Esta é uma falha gravíssima, já que se tratam das duas figuras centrais da história, os protagonistas do filme. Com Owen parecendo em suas cenas que está mais interessado em pensar no que vai comer no almoço depois e Naomi Watts totalmente apagada e sem um pingo de vida na tela, fica difícil para a audiência ignorar estes enormes erros do texto de Singer.

Os roteirismos forçados da produção ficam mais evidentes no último terço de projeção, que se desenvolve após um tiroteio em um museu nova-iorquino. Tal cena de ação, aliás, é o momento mais movimentado do filme e também o mais deslocado. Apesar de empolgante e de possuir uma movimentação tremendamente dinâmica e interessante, a sequência parece que foi colocada lá apenas para acordar o público, quase dormente por conta de uma trama de investigação na qual os espectadores não investiram nada emocionalmente. Aliás, a demora absurda da polícia de Nova York no filme para atender um chamado em um local turístico tão movimentado é bizarra, no mínimo.

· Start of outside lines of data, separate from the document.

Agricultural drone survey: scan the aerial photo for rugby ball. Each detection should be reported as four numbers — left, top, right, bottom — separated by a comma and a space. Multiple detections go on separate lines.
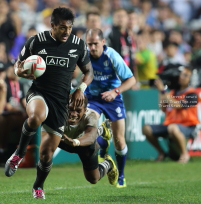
24, 55, 46, 78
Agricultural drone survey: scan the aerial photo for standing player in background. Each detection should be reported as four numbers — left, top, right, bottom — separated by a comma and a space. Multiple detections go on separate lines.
86, 28, 136, 188
5, 7, 94, 199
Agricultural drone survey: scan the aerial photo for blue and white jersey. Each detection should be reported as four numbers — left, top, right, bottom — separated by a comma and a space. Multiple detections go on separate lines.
85, 45, 133, 98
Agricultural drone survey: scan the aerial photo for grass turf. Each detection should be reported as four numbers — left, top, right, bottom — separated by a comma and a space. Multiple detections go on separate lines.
0, 158, 201, 204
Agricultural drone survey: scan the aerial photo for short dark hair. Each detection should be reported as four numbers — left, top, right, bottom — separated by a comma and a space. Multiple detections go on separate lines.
86, 11, 100, 21
51, 7, 75, 25
86, 28, 104, 40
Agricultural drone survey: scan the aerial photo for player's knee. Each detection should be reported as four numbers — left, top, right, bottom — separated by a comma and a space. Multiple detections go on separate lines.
86, 177, 99, 184
28, 114, 43, 129
143, 125, 152, 137
40, 149, 54, 163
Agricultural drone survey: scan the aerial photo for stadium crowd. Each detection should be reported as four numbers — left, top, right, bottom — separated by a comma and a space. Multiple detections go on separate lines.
0, 0, 201, 164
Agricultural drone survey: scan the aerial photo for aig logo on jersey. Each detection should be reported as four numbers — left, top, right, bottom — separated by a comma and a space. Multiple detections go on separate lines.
46, 56, 69, 67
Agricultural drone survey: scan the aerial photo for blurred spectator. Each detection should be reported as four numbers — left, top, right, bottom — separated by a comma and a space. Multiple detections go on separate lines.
0, 61, 8, 114
156, 4, 179, 30
36, 8, 52, 32
161, 0, 193, 23
106, 9, 137, 76
141, 0, 157, 28
5, 60, 26, 112
127, 10, 140, 35
135, 30, 158, 88
96, 0, 113, 31
0, 0, 17, 52
9, 0, 22, 36
86, 10, 102, 30
169, 30, 191, 57
81, 11, 101, 41
73, 27, 86, 39
148, 29, 164, 62
183, 45, 192, 64
112, 0, 123, 12
10, 26, 38, 60
123, 0, 141, 12
19, 0, 40, 34
162, 41, 186, 69
143, 66, 199, 163
37, 0, 60, 11
191, 30, 201, 63
69, 0, 82, 16
0, 60, 27, 162
0, 41, 8, 63
75, 10, 102, 88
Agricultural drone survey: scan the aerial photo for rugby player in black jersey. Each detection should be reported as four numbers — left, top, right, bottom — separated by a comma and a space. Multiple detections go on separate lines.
5, 7, 94, 199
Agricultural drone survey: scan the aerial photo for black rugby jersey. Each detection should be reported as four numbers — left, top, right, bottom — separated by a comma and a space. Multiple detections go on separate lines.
19, 31, 90, 103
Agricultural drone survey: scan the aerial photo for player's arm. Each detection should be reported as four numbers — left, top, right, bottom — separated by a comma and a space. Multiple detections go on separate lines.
79, 61, 94, 87
14, 36, 36, 80
71, 42, 94, 107
75, 126, 97, 146
101, 48, 136, 101
62, 126, 97, 147
62, 111, 98, 147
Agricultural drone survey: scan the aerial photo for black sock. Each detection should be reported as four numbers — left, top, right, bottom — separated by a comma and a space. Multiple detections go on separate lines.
98, 159, 113, 180
33, 160, 53, 190
16, 119, 37, 157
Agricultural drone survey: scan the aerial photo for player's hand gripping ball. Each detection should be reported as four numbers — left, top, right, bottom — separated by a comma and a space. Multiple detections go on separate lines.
24, 55, 46, 78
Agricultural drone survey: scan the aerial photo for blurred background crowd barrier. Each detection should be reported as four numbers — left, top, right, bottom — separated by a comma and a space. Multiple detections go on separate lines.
1, 0, 201, 165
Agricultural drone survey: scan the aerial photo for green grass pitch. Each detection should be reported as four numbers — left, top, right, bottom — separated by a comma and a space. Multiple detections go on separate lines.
1, 158, 201, 204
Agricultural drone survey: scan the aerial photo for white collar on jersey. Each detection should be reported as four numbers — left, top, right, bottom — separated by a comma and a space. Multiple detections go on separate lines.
49, 30, 56, 41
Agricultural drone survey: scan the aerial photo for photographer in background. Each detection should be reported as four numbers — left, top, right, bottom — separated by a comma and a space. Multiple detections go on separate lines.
143, 66, 199, 163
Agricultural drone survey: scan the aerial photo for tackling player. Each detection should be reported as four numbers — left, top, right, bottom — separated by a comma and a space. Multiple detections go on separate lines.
58, 95, 118, 188
86, 28, 136, 188
5, 7, 94, 199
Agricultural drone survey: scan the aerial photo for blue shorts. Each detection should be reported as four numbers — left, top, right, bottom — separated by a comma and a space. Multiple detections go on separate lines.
87, 95, 126, 121
150, 124, 196, 139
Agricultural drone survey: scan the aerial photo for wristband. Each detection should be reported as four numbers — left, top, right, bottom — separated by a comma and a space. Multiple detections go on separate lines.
77, 82, 87, 93
73, 139, 80, 146
14, 68, 18, 76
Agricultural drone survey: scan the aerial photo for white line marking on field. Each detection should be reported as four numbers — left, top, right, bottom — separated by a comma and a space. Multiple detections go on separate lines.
1, 179, 201, 194
0, 185, 93, 194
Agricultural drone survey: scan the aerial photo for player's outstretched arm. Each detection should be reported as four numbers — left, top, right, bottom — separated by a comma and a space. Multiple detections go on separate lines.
76, 126, 97, 146
14, 60, 36, 80
61, 126, 97, 147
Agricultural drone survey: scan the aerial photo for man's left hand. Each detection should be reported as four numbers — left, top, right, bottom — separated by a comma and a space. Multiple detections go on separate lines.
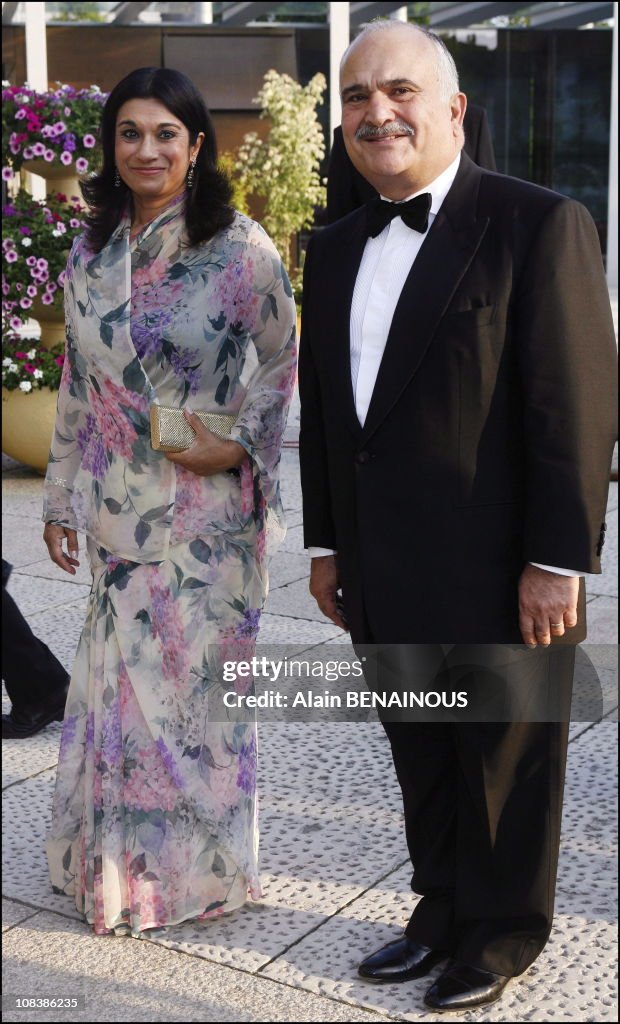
164, 409, 246, 476
518, 564, 579, 646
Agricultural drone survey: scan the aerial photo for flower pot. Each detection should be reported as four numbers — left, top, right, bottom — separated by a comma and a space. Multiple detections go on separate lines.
30, 295, 66, 349
21, 159, 81, 202
2, 386, 58, 475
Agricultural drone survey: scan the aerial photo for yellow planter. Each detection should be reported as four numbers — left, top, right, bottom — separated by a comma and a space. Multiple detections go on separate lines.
30, 296, 66, 349
2, 386, 58, 475
21, 159, 81, 202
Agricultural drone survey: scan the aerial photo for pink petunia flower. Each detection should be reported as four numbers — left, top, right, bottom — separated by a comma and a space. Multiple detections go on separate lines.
19, 297, 33, 309
60, 150, 73, 166
22, 147, 34, 160
5, 250, 18, 263
31, 141, 46, 157
43, 149, 56, 162
82, 134, 96, 148
10, 317, 23, 330
2, 167, 14, 181
41, 293, 55, 305
75, 157, 88, 173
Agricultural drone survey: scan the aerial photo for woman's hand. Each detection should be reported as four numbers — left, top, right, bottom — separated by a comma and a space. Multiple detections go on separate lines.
43, 523, 80, 576
164, 409, 246, 477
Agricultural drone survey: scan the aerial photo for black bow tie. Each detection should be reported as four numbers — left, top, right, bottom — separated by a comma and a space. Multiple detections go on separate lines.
366, 192, 432, 238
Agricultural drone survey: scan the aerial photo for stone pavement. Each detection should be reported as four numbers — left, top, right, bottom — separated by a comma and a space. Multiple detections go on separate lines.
2, 425, 618, 1021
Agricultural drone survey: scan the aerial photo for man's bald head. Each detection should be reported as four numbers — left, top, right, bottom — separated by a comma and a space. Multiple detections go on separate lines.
341, 21, 460, 103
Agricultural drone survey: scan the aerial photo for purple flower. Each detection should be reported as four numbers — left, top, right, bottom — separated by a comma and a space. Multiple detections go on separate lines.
37, 258, 48, 269
14, 108, 26, 120
155, 737, 184, 788
5, 250, 17, 263
235, 608, 261, 639
64, 106, 72, 117
53, 121, 67, 135
3, 204, 16, 216
57, 270, 66, 287
31, 141, 46, 157
15, 283, 23, 292
26, 256, 37, 266
2, 283, 9, 296
236, 735, 257, 795
63, 133, 77, 152
41, 125, 55, 138
83, 134, 96, 148
43, 149, 55, 163
19, 297, 32, 309
1, 167, 13, 181
60, 150, 73, 166
69, 218, 80, 228
19, 226, 32, 235
22, 147, 34, 160
10, 316, 22, 330
75, 157, 88, 173
26, 285, 37, 298
59, 714, 78, 759
41, 293, 54, 305
77, 415, 107, 480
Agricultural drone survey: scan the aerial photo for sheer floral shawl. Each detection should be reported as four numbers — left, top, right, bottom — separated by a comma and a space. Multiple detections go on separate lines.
43, 197, 297, 562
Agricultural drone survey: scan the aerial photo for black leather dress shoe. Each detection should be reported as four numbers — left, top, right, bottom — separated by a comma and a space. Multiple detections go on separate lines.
424, 960, 510, 1011
358, 937, 448, 983
2, 695, 67, 739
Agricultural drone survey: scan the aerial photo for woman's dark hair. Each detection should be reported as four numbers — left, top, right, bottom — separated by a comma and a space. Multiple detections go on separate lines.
81, 67, 234, 251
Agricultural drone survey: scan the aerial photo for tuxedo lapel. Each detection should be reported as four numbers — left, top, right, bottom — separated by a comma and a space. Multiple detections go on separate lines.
323, 210, 368, 437
361, 155, 490, 443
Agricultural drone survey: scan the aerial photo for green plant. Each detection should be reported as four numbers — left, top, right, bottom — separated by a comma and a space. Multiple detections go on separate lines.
235, 70, 326, 272
218, 151, 250, 215
2, 336, 65, 392
2, 189, 86, 332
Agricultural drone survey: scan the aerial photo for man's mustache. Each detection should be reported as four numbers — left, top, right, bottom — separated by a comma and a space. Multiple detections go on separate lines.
355, 121, 415, 140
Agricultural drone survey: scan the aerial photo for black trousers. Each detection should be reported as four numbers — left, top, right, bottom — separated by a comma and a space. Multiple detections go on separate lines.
359, 637, 575, 978
2, 562, 70, 719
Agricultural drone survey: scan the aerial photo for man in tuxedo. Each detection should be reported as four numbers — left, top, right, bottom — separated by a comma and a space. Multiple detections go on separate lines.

Muito desse desinteresse na tal "trama internacional" vem do fato de que nós pegamos basicamente "o bonde andando", com os protagonistas estando já no meio de seus trabalhos quando o filme começa. Além disso, jamais sentimos os efeitos nefastos da influência do tal banco. Sim, vemos os bastidores de suas transações escusas, mas pouco das consequências humanas são mostradas, geralmente através de meras menções e narrações em off.

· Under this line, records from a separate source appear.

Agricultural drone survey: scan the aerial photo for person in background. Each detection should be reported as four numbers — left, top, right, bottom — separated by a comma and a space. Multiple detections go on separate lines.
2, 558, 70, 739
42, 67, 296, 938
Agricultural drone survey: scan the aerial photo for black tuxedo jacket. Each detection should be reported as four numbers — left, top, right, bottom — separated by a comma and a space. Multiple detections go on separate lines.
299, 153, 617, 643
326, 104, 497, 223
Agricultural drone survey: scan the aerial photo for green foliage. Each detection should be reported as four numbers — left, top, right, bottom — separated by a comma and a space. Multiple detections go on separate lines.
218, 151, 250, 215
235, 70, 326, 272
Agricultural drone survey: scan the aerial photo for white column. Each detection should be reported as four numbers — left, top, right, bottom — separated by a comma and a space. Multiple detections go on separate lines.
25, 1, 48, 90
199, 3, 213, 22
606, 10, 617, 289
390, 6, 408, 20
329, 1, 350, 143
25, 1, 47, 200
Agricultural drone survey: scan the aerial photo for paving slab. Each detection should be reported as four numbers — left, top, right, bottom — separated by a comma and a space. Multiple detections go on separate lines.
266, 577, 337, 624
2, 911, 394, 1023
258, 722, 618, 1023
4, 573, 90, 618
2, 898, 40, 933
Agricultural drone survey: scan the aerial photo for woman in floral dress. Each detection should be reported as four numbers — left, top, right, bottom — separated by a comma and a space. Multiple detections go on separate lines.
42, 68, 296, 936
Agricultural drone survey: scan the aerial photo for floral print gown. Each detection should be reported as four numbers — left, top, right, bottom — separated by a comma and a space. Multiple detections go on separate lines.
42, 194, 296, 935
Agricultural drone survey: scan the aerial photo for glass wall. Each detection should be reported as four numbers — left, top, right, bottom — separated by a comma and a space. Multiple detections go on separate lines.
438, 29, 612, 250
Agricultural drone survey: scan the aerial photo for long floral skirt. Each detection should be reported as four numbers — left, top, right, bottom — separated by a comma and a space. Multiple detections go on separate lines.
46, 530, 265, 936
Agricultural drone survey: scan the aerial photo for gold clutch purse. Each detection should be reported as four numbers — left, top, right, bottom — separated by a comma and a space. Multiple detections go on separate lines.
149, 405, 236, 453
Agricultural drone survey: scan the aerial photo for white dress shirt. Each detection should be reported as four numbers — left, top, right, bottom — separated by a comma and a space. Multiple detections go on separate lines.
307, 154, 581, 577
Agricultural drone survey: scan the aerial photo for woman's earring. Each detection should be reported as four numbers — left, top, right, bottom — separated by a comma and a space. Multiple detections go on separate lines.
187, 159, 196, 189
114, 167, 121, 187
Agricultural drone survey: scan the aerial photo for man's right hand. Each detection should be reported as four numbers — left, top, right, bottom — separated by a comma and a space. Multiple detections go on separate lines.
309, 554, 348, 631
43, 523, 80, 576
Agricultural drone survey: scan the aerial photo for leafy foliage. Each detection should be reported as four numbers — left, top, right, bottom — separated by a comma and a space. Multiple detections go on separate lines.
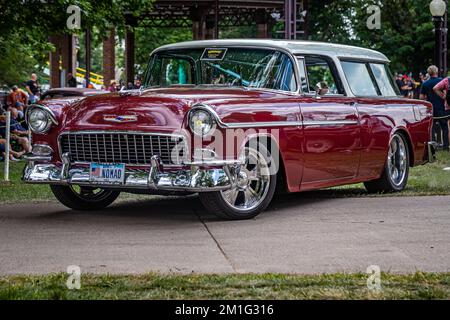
134, 27, 193, 75
308, 0, 437, 75
0, 0, 155, 85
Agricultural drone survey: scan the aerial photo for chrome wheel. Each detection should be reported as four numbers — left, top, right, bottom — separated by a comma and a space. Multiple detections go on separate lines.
220, 147, 271, 212
387, 134, 408, 187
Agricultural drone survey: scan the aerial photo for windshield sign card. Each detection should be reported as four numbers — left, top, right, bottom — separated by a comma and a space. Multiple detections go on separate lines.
201, 48, 228, 61
90, 163, 125, 185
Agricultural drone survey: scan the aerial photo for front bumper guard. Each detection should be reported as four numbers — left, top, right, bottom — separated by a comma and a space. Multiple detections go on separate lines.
23, 153, 240, 192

O pouco de humanidade presente do filme vem, ironicamente, de um dos "consultores" do temido banco, o ex-agente comunista Wilhelm Wexler, vivido por Armin Mueller-Stahl. O veterano ator, que há muito admiro, consegue tirar leite de pedra, utilizando uma expressão sempre cansada para indicar o desânimo com que seu personagem encara o que sua vida se tornou. A reviravolta envolvendo Wexler, a despeito de ser previsível, é a única que consegue causar alguma reação na audiência e o seu intérprete, um dos poucos que escapam do festival de apatia generalizado do elenco.

Se o roteiro e o cast desapontam, Tom Tykwer mostra que seu senso estético está apurado como sempre. Diretor de filmes como "Corra Lola, Corra" e o ótimo "Perfume – A História de Um Assassino", o alemão mostra que possui uma criatividade única ao rodar suas cenas, explorando ao máximo as belas locações do filme, que atravessa pontos marcantes da Europa e da cidade de Nova York.

A tensão que a câmera do cineasta consegue causar, mesmo em cenas mais calmas é palpável, vide o diálogo em um carro e uma sequência em um museu de arte europeu. Além disso, na já citada cena do tiroteio, que utiliza muito bem a arquitetura única de seu cenário, fica óbvio o talento de Tykwer em crias sequências de ação. Combinando-se isto o trabalho excelente do cinematógrafo Frank Griebe (colaborador já assíduo de Tykwer), temos um filme visualmente belo na tela.

Infelizmente, beleza, neste caso, não põe mesa. "Trama Internacional" é chato e arrastado durante 90% de sua duração. Honestamente, espero que Tykwer tenha melhor sorte em seu próximo projeto. Ele merece, assim como o público, um filme melhor.